Learning Brazilian Jiu-Jitsu will be a difficult journey, and everyone want's to help streamline the process so it's understandable why the idea can be appealing. As a student, it can take the responsibility off you to pay attention to details or put in any extra effort as you can easily rationalise that your instructor needs to cater towards your learning style. If only it had been, then you wouldn't be experiencing the failure or difficulties that you have encountered.
As an instructor, you can easily rationalise that perhaps the reason students haven't been able to grasp all the techniques from your dull ten-minute monologue must be because they are not auditory learners. Maybe they are kinesthetic and will pick it up in the drilling portion.

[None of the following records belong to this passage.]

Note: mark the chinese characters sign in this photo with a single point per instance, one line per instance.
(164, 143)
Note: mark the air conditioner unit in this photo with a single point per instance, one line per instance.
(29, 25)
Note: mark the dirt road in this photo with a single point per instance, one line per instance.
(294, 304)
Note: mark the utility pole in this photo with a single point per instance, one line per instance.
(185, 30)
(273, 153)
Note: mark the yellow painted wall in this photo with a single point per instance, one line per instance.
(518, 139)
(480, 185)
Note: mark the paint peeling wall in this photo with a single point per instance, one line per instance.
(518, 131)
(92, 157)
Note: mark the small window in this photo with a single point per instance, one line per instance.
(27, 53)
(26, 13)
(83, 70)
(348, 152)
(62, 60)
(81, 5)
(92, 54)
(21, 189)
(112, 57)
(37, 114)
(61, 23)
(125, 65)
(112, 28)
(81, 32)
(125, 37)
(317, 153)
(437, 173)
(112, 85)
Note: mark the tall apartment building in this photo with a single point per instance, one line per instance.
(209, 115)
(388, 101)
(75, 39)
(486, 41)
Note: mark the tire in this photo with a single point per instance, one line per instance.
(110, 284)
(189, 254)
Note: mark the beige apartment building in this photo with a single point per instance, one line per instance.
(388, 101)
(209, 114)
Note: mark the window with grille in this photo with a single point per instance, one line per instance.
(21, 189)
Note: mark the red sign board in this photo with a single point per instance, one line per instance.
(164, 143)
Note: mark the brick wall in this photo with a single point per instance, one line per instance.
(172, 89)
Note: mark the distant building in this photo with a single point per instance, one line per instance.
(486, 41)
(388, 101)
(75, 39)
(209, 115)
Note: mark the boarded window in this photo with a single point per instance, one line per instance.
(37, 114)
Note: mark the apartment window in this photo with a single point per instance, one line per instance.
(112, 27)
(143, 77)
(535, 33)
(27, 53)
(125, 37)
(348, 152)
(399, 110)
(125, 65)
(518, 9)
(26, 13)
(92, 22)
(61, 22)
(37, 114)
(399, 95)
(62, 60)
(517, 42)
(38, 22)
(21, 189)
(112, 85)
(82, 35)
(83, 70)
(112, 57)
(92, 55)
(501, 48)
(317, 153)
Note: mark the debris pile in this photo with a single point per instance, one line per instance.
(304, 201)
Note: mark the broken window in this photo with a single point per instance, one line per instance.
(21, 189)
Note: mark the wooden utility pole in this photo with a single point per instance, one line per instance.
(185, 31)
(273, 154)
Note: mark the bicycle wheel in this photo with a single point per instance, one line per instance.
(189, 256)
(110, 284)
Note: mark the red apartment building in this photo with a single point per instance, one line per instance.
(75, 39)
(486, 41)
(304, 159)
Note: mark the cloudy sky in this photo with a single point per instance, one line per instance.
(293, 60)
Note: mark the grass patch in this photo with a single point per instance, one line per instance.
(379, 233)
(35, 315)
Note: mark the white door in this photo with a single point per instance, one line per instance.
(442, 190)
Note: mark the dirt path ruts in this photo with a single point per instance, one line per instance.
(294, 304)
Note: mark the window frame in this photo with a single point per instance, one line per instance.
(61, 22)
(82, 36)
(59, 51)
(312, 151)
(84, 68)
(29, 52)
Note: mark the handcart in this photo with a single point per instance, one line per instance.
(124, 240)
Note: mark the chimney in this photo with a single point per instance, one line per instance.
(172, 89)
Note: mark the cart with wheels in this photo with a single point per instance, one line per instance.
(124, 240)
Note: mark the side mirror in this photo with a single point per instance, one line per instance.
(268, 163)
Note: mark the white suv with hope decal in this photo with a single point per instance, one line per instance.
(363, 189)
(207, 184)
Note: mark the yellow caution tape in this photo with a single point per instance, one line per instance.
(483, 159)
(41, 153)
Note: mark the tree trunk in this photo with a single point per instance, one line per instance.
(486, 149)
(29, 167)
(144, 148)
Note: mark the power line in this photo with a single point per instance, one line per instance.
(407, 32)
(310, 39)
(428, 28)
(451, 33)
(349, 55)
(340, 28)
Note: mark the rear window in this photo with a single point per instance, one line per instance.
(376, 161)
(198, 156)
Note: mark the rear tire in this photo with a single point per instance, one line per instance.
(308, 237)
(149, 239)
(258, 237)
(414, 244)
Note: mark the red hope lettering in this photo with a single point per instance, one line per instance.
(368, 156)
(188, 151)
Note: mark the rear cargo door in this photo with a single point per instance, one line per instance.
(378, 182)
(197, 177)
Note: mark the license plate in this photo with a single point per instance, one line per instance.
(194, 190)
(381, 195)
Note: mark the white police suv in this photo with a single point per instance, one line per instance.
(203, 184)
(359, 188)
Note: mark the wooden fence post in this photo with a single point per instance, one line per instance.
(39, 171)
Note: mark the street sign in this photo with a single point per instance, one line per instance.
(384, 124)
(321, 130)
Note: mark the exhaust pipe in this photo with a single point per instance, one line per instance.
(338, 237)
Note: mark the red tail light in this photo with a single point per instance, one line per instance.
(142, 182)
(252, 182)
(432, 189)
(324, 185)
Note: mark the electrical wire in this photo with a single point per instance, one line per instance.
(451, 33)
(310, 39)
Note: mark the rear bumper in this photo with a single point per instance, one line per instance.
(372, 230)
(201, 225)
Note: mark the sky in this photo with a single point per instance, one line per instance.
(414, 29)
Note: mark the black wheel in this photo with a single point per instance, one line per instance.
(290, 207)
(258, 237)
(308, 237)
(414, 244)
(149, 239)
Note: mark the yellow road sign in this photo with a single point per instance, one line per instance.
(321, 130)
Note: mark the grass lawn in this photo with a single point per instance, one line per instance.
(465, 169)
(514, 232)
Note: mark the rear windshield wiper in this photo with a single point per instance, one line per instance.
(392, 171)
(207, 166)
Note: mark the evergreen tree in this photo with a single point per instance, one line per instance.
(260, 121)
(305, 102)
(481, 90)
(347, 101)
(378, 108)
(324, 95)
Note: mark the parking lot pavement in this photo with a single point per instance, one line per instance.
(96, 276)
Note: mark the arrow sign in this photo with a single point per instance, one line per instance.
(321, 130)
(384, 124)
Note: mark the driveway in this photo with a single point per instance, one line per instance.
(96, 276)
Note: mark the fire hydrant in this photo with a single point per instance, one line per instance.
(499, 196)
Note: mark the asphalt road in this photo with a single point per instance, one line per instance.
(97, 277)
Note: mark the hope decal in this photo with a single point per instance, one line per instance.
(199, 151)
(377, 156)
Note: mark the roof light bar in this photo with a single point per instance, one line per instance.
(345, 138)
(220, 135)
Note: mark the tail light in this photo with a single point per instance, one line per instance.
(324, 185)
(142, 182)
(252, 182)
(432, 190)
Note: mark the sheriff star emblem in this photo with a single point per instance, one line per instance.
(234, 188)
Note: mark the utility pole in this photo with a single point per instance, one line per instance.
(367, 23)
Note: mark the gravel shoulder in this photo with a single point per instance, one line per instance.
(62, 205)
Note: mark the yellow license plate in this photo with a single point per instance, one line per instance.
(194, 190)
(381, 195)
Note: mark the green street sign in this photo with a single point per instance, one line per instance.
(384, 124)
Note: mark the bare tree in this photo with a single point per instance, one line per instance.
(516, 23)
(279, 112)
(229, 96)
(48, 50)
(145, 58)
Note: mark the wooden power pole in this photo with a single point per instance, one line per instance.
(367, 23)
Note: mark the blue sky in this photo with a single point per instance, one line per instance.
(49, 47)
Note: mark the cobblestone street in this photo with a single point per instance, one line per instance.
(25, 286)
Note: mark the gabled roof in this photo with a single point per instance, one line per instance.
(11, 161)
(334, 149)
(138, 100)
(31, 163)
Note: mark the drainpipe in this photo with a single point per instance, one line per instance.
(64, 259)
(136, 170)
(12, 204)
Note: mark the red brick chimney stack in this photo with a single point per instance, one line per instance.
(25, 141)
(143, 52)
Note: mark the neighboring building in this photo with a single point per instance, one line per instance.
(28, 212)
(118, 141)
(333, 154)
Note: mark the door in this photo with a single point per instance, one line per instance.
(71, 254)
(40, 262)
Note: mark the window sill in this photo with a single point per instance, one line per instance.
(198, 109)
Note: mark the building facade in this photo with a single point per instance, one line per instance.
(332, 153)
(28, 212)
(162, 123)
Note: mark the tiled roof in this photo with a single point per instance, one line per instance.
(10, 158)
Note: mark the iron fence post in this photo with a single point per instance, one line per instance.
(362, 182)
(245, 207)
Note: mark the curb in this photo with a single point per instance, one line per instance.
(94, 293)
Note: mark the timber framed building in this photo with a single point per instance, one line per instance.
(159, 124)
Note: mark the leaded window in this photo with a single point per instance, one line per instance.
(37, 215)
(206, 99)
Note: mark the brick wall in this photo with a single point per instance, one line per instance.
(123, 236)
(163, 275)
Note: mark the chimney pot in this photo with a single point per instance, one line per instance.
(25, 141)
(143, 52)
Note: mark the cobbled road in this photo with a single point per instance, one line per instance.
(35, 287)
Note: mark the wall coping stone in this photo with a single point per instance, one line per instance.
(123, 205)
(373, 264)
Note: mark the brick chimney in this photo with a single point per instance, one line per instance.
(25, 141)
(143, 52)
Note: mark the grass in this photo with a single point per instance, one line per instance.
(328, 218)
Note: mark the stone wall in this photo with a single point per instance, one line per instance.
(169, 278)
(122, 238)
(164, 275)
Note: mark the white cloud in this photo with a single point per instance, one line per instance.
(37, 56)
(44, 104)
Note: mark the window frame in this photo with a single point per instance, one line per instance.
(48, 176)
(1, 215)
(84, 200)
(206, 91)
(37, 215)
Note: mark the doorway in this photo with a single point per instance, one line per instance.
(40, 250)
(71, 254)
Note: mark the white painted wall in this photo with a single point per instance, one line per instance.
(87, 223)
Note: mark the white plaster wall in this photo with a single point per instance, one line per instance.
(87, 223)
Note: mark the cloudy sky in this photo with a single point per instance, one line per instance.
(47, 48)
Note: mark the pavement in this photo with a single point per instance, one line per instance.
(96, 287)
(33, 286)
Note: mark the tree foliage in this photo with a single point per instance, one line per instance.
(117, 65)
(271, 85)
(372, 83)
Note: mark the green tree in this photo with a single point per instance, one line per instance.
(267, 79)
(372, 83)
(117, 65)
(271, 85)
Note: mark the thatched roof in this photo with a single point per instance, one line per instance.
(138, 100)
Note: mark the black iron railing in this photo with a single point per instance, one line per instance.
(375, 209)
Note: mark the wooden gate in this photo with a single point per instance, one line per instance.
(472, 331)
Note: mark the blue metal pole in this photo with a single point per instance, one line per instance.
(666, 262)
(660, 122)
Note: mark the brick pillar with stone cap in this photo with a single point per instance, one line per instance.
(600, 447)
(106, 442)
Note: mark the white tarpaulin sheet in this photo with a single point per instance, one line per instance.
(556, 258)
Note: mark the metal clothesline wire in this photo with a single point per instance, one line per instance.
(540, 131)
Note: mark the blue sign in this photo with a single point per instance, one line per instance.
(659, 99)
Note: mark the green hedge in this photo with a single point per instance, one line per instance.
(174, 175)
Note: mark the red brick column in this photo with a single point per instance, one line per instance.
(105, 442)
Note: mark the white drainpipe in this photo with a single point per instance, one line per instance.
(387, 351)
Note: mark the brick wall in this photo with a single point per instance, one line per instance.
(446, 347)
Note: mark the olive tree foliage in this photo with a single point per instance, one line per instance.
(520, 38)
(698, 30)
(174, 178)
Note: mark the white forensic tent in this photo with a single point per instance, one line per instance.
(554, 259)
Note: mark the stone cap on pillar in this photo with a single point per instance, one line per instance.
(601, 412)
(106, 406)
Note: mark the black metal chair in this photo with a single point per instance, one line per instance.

Then instead of looking to improve your dry speech by working on vocal tonality and projection, you can leave it unchanged. The auditory learners will still need to hear it spoken, that is their style, so why change anything?
Clinging onto these myths can then lead to stifling your progress instead of helping to expand it. Now, of course, people can still have preferences; people might always prefer drilling over listening to a speech no matter how entertaining. But just because that would be what you like to do does not mean that you are going to retain the information any better.
Despite how a myth might make you feel, I have always thought that one of the appealing aspects of live training on the grappling mats is that it only allows the truth of martial arts. It either works, or it doesn't, the rubber mats become the science lab of techniques that would never allow a false idea to flourish on the road of your BJJ journey.
Learning can be a complicated process, and that shouldn't discourage you, many parts of Brazilian Jiu-Jitsu will require perseverance through difficult struggles, the process of learning to be comfortable being uncomfortable.
Knowing that the responsibility doesn't rest on a predetermined limitation in how you learn should be liberating as it opens up your capabilities to understand everything provided you have the motivation and effort to continue to show up and work at the problem until you have it mastered.